Prime Minister John Key says the Budget struck a balance "many other countries would dearly love to emulate".
"We are on track to meet our fiscal objectives, yet at the same time we are getting on and doing things," Mr Key told a business audience at his post-Budget speech today.
"By committing to surplus by 2014-15, we are taking a responsible path of fiscal management, while at the same time continuing to invest in future growth.'
Yesterday's Budget forecast a wafer thin surplus of $197 million in 2014-15 after a forecast deficit of $7.8 billion then $2 billion in the preceding Budgets.
National made getting back into surplus by 2014-15 a touchstone of its re-election pitch on the campaign trail last year.
But the forecast surplus has been criticised as vulnerable and only possible on the back of over-optimistic Treasury forecasts.
Mr Key today admitted it was "not the world's biggest surplus" - but said it was an important milestone.
"For the first time in a number of years, the Government will be raising enough revenue to meet its commitments without having to increase debt.

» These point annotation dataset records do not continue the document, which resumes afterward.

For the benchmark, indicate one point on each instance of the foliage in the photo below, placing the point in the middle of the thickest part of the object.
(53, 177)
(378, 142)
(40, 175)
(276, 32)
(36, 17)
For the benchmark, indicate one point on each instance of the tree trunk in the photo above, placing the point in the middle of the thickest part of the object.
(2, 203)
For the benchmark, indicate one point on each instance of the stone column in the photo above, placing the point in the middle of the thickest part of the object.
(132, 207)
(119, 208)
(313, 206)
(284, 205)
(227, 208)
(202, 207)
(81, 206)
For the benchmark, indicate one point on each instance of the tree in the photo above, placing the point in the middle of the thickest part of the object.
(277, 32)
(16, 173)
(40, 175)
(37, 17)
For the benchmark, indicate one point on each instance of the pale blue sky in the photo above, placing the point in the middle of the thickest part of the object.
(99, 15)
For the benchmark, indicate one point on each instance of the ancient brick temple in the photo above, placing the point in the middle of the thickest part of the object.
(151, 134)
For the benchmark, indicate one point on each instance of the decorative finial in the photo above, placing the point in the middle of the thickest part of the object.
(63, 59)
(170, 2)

And, from that time on, we can begin to get our existing stock of debt down to more prudent levels.
That represents a huge turn-around, given the impacts of the 2008 recession, the global financial crisis and the Canterbury earthquakes."

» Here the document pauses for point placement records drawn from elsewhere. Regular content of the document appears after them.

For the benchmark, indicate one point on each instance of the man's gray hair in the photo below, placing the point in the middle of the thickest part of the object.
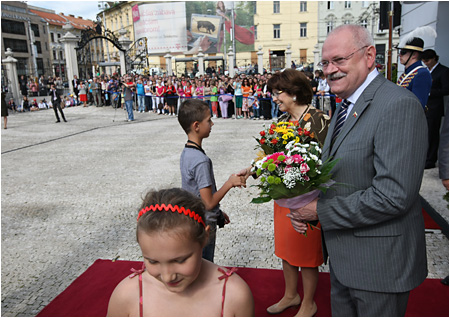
(361, 35)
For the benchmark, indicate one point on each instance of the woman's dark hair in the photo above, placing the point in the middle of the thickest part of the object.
(162, 221)
(294, 83)
(191, 110)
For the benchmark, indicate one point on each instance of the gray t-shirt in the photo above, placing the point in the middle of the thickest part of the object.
(197, 173)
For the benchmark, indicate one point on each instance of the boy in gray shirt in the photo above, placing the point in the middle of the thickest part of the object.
(197, 175)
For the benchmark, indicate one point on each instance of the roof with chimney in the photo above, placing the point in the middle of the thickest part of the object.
(60, 19)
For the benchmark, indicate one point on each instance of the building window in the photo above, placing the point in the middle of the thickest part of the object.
(276, 31)
(364, 23)
(38, 47)
(303, 6)
(276, 7)
(22, 66)
(35, 29)
(14, 27)
(330, 26)
(40, 65)
(16, 45)
(303, 33)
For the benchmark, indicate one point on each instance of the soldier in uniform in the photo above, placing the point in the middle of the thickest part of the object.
(416, 77)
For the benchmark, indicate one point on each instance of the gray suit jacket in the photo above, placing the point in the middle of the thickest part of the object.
(372, 225)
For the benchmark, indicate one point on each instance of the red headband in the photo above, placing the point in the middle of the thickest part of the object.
(175, 208)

Mr Key said each of those events on its own would have been a huge shock to the New Zealand economy and National had been dealing with all three of them.

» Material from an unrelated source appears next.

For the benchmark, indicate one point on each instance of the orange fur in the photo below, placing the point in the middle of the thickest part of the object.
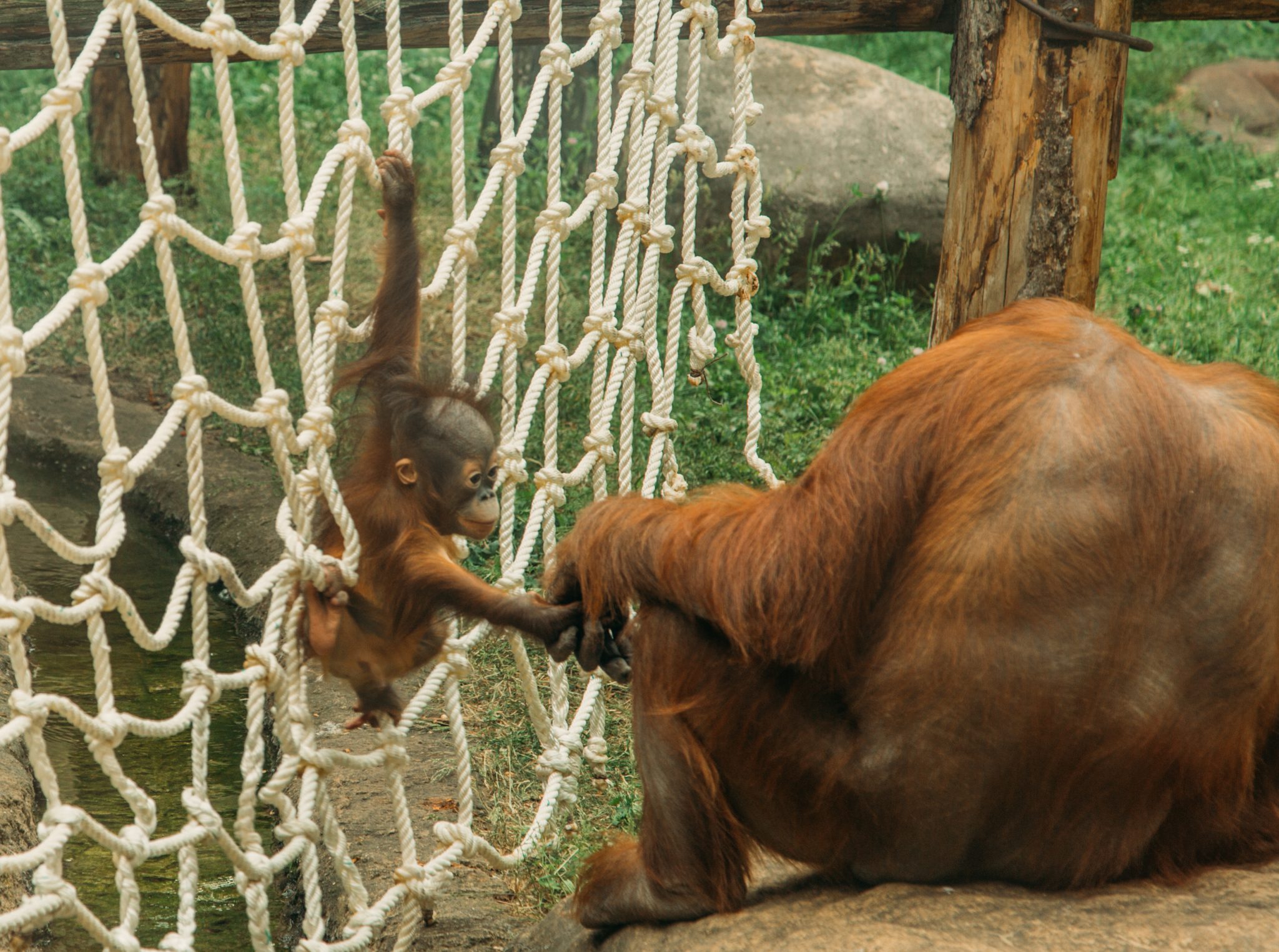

"In fact, each Budget we have delivered has been in the face of significant challenges.
"When Bill English stood up to give his first Budget, in 2009, the economy had shrunk two-and-a-half per cent over the previous year, from the first quarter of 2008 to the first quarter of 2009. That was the largest annual percentage fall in GDP since the early 1980s.
"At the time of Budget 2010, the economy was still fragile as a result of the recession and the global financial crisis.
"The Budget last year had to respond to the Canterbury earthquakes.
"And yesterday, the 2012 Budget was delivered against the backdrop of considerable volatility in the markets as they continue to second-guess how the debt crisis in Europe will unfold."
Yesterday's Budget maintained New Zealand's international credibility and would help keep interest rates lower for longer, take pressure off the exchange rate and reduce future finance costs, Mr Key said.